For an event with so much hype, there are bound to be disappointments. It must be said that the exhibition of the film was something of a mixed affair. After two false starts owing to technical problems, Back to the Future finally began, observed by a vast lawn of ticket-holders. During some of the more exciting parts of the film we were greeted with live-action replications of what was happening on-screen. The fog-shrouded, mass-hysteria-inducing entrance of the Delorean was an evident highlight; another was the sight of an actor dressed at Marty Mcfly skateboarding whilst holding onto a car, whizzing round the town square. This sometimes took attention away from the film itself, particularly towards the end. But it was really a few isolated members of the audience who proved most disruptive; I happened to be sitting next to a drunk person who insisted on standing during parts of the film and yelling something akin to Yuuueueuueeeaaaaaaaahhh!’ Such unwarranted exhibitionism somewhat undermined the family atmosphere Secret Cinema were clearly aiming for, what with the minimum attendance age being only 5. It could perhaps be concluded, with a great deal of irony, that most of the problems that occurred on the evening were caused by the audience, not by the organisers themselves.

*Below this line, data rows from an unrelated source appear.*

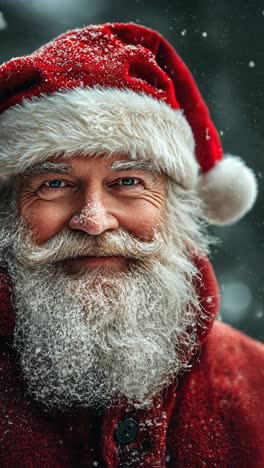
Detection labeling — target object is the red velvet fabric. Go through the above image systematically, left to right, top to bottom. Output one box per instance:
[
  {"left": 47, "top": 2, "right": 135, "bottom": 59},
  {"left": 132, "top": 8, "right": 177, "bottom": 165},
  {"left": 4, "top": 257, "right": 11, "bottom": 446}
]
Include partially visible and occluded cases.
[
  {"left": 0, "top": 23, "right": 222, "bottom": 174},
  {"left": 0, "top": 257, "right": 264, "bottom": 467}
]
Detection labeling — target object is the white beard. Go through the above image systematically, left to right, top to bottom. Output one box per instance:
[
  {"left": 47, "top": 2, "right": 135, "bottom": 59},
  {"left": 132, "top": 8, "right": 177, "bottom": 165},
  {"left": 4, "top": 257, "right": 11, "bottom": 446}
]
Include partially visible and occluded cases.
[{"left": 0, "top": 185, "right": 208, "bottom": 411}]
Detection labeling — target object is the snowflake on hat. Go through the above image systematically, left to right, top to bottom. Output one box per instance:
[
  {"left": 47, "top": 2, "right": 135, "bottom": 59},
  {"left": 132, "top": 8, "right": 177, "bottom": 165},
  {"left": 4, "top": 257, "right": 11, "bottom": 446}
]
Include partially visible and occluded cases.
[{"left": 0, "top": 23, "right": 257, "bottom": 224}]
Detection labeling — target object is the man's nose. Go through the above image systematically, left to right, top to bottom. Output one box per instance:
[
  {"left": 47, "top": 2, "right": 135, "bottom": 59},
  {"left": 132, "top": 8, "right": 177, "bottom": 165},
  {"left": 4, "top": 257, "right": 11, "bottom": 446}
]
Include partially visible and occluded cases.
[{"left": 69, "top": 195, "right": 119, "bottom": 235}]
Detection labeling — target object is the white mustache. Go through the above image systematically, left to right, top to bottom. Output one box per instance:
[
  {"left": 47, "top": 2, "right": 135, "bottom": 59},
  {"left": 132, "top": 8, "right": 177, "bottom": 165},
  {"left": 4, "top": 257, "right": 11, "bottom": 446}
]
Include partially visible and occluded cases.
[{"left": 15, "top": 228, "right": 165, "bottom": 267}]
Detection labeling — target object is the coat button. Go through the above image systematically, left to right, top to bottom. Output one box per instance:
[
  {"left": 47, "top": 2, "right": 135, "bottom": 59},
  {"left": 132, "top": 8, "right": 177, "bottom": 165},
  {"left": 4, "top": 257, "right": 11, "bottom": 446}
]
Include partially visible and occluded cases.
[{"left": 114, "top": 418, "right": 138, "bottom": 444}]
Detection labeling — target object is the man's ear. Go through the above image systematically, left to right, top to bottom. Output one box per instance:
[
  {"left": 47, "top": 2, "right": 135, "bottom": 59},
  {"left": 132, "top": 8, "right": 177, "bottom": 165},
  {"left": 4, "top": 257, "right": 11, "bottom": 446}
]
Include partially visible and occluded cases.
[{"left": 192, "top": 253, "right": 220, "bottom": 345}]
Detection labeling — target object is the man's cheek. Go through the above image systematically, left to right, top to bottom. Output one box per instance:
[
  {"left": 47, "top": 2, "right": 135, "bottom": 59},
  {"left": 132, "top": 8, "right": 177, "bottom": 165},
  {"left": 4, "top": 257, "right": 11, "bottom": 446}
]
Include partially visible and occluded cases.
[{"left": 21, "top": 208, "right": 69, "bottom": 244}]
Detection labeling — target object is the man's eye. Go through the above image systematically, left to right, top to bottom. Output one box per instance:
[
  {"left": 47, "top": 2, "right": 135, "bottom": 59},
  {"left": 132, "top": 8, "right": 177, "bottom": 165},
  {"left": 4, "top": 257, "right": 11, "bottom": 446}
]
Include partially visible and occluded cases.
[
  {"left": 117, "top": 178, "right": 141, "bottom": 187},
  {"left": 36, "top": 179, "right": 73, "bottom": 200},
  {"left": 43, "top": 180, "right": 67, "bottom": 189}
]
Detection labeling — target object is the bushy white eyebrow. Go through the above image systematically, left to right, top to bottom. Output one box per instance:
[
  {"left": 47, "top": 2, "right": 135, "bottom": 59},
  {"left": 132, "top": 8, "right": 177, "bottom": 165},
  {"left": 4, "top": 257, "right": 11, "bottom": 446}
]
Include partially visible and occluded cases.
[
  {"left": 110, "top": 160, "right": 161, "bottom": 173},
  {"left": 22, "top": 162, "right": 72, "bottom": 178}
]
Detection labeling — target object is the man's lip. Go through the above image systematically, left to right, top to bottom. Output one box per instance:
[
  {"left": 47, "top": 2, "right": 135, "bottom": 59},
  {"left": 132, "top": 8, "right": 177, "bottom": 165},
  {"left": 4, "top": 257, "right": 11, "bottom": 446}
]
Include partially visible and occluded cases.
[
  {"left": 74, "top": 255, "right": 124, "bottom": 259},
  {"left": 66, "top": 256, "right": 127, "bottom": 267}
]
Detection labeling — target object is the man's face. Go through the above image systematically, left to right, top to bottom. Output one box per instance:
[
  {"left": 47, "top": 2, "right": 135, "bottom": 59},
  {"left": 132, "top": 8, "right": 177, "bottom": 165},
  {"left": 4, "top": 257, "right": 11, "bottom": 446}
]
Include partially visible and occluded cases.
[
  {"left": 18, "top": 154, "right": 167, "bottom": 274},
  {"left": 1, "top": 155, "right": 201, "bottom": 410}
]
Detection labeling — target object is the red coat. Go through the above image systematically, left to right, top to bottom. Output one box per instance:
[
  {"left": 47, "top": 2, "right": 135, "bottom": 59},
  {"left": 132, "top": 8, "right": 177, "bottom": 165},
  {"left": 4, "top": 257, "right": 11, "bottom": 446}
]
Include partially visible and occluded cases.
[{"left": 1, "top": 258, "right": 264, "bottom": 467}]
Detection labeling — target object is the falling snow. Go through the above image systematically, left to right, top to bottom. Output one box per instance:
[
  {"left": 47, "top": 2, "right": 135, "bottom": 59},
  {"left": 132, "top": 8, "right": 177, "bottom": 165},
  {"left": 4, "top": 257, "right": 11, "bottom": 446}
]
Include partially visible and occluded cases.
[
  {"left": 0, "top": 11, "right": 7, "bottom": 30},
  {"left": 181, "top": 29, "right": 186, "bottom": 36},
  {"left": 202, "top": 32, "right": 208, "bottom": 37},
  {"left": 248, "top": 60, "right": 255, "bottom": 68},
  {"left": 205, "top": 128, "right": 211, "bottom": 140}
]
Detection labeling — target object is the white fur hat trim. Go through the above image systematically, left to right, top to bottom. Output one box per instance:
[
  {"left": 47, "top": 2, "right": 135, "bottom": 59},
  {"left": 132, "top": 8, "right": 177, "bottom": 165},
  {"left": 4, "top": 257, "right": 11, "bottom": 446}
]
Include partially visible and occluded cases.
[{"left": 0, "top": 87, "right": 198, "bottom": 188}]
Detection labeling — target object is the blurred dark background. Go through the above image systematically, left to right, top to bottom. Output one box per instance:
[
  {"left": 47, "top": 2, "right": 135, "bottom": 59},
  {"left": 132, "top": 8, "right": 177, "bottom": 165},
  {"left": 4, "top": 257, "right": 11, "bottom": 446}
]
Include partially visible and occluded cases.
[{"left": 0, "top": 0, "right": 263, "bottom": 342}]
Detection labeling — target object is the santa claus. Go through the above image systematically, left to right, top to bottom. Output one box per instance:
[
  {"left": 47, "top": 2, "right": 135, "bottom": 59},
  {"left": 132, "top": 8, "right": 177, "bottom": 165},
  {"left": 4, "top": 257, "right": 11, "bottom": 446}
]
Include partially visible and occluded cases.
[{"left": 0, "top": 23, "right": 263, "bottom": 467}]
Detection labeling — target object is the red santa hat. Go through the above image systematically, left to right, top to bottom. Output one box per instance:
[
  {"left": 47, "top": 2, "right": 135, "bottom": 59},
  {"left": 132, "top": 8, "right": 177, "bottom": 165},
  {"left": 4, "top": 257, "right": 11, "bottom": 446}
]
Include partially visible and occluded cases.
[{"left": 0, "top": 23, "right": 257, "bottom": 224}]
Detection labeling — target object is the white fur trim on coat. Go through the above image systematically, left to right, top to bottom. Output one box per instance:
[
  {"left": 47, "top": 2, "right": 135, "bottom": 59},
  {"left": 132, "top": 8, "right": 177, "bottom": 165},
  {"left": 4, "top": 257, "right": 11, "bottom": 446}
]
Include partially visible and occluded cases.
[
  {"left": 0, "top": 87, "right": 198, "bottom": 188},
  {"left": 196, "top": 155, "right": 258, "bottom": 225}
]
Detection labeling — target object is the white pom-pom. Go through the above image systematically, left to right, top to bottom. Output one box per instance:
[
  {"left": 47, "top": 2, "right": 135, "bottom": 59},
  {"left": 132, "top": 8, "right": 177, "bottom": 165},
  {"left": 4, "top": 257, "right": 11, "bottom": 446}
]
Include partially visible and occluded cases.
[{"left": 196, "top": 155, "right": 258, "bottom": 225}]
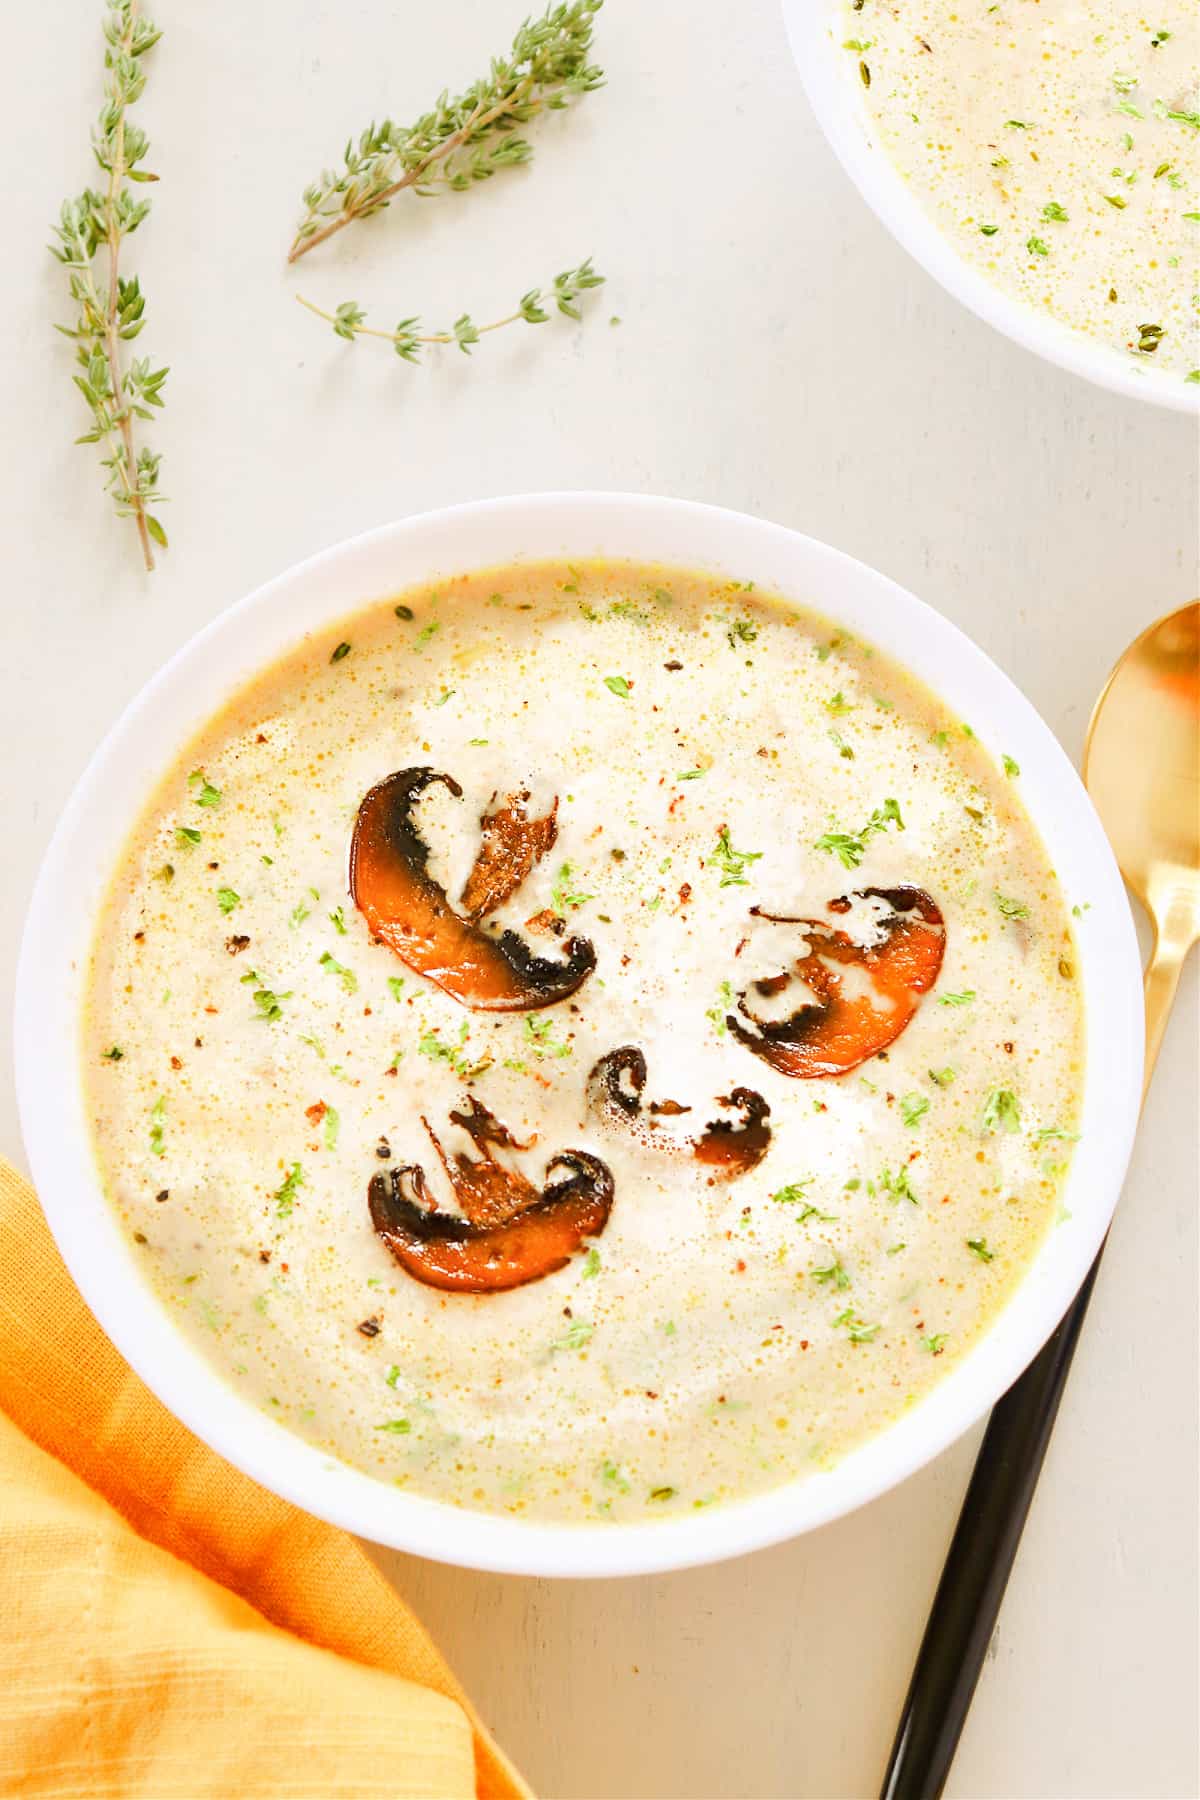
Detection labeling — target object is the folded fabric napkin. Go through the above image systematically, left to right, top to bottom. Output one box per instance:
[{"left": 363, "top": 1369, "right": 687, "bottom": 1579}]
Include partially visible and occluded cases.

Overall, however, it was a totally enchanting experience, a celebration of the best elements of 1950s culture and of Back to the Future. It is only when you experience it for yourself that you realise how much ambition Secret Cinema has, and how its events can very occasionally go wrong as it did the week before. I will undoubtedly be back for more, whatever the film. The possible challenge for Secret Cinema – as put by the BBC’s Newsnight – must surely be to preserve some of the mystery that it first started with, to continue to cherish the unexpected in the face of widespread media coverage and the incessant mobile phone culture that was so blissfully suspended for the one evening that I was there. If it can do that, its artistic future remains secure.